Top 5 Books on Value Investing

Top 5 Books on Value Investing 

These are my (Emmanuel Martinez, Hedge Fund Manager at Alphex Capital LP) Top 5 Books on Value Investing and a short description of each book. These books along with others shaped my investment philosophy and understanding of value investing and I highly recommend them to any individual who wants to be in the world of investing. 

1. The Intelligent Investor 

Length:                640 Pages (Long)

Rating:                 5 Stars

Investor Level:    Intermediate 

This is by far one of the best books on value-investing in the planet. The Intelligent Investor is one of my personal favorite books and it dives into the investing philosophy of Benjamin Graham, the father of value-investing. Benjamin Graham was one of Warren Buffet's mentors and Buffet says that this is "By far the best book on investing ever written". To me, this is the investing bible and is a must-read for anyone that wants to be succesful as a stock investor. Chapter 8 is probably the most impactful chapter as it dives into the emotional intelligence and psycological understading needed to be a succesful investor in the long-term. 

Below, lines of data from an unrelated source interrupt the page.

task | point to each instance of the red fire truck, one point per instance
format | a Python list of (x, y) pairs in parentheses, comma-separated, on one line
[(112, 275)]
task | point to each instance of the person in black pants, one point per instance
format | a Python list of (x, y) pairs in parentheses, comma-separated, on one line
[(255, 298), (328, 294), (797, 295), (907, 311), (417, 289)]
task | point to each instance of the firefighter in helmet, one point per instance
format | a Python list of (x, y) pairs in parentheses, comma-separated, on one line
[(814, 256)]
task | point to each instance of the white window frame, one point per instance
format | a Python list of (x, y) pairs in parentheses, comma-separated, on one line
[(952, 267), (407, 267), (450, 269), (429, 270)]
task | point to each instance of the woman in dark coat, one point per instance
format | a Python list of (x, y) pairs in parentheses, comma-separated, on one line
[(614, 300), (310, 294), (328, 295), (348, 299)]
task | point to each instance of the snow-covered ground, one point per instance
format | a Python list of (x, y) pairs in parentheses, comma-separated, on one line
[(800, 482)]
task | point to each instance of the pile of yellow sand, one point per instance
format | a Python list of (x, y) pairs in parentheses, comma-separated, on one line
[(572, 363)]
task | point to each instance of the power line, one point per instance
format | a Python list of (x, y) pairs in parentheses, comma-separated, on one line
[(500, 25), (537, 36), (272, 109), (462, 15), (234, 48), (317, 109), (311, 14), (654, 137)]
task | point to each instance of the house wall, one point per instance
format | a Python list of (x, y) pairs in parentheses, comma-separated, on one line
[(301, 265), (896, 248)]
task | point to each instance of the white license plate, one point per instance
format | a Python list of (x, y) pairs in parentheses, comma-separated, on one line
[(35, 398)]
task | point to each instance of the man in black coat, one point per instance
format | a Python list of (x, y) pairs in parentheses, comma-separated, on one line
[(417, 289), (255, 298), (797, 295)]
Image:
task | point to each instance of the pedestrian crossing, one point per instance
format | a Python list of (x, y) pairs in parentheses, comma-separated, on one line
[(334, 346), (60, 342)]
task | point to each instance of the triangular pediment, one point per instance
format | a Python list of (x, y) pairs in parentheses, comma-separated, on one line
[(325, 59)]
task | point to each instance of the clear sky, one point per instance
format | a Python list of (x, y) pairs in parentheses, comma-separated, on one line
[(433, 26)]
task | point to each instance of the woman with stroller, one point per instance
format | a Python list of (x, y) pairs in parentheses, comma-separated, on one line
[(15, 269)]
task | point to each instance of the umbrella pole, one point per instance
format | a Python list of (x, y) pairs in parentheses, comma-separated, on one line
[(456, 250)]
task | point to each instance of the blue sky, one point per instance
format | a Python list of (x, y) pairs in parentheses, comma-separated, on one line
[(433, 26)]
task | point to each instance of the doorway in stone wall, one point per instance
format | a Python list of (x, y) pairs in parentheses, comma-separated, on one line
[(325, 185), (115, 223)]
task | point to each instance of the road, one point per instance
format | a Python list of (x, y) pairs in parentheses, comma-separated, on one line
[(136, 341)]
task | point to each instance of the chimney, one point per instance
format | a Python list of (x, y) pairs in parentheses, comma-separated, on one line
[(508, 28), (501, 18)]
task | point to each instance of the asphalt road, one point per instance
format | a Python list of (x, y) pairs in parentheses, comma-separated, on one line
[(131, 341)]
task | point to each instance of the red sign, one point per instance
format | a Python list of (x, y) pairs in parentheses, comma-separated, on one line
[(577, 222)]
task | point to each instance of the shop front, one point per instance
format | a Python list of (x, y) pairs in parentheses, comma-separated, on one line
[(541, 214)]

2. Common Stocks and Uncommon Profits

Length:                320 Pages (Short)

Rating:                 5 Stars

Investor Level:    Beginner/Intermediate

This is another of Warren Buffet's favorite books on investing as he says, "I am an eager reader of whatever Phill has to say, and I recommend him to you". Philip Fisher's investment philosophies, introduced almost forty years ago, are not only studied and applied by today's financiers and investors, but are also regarded by many as gospel. This book is invaluable reading and has been since it was first published in 1958. This is one of my favorite investment books as it tackles the fundamentals of investing but also really talks about the qualitative measures which are often overlooked in investing. He talks about what to look for in a business to make sure it is a good investment in the long-run. Great book and an easy-read.


3. Security Analysis

Length:                700 Pages (Long)

Rating:                 4.8 Stars

Investor Level:    Advanced 

Another Benjamin Graham and David L. Dodd book on value-investing. This book focuses more on the fundamentals of investing and finding bargains. Benjamin Graham, “the father of value investing,” and his philosophy has withstood the test of time across a wide diversity of market conditions, countries, and asset classes. This book dives into every publicly traded investment vehicle from all bonds to common stocks. Security Analysis really explains the philosophy of finding undervalued securities and although it was written over 50 years ago and uses many examples of that time, he philosophy behind it still stands true to this day.


4. The Acquirer's Multiple - How the Billionaire Contrarians of Deep Value Beat the Market 

Length:                159 Pages (Short)

Rating:                 4.8 Stars

Investor Level:    Beginner/Intermediate 

The Acquirer’s Multiple: How the Billionaire Contrarians of Deep Value Beat the Market is a must-read exploration of deep value investment strategy, describing the evolution of the theories of valuation and shareholder activism from Graham to Icahn and beyond. I loved how this book goes over the contrarian view in investing and how regression to the mean affects earnings in stocks. This book also talks about Warren Buffet's early investment days and the strategies he used to kill the DOW. Lastly, this book will teach you how to find bargains using the acquirers multiple.

5. The Little Book of Common Sense Investing

Length:                304 Small Pages (Short)

Rating:                 5 Stars

Investor Level:    Beginner

Although this book is not solely about value-investing it is a great book that goes over many subjects in the stock-market world. The main investment strategy emohasized in this book is to invest in many diversified global low-cost index funds. The main points which impacted me from this book was the underperformance of active funds compared to the market, the psychological aspects of investing, and the history of bubbles and how they repeat themselves. Very easy and quick read and great book if you are just starting off your journey as an investor.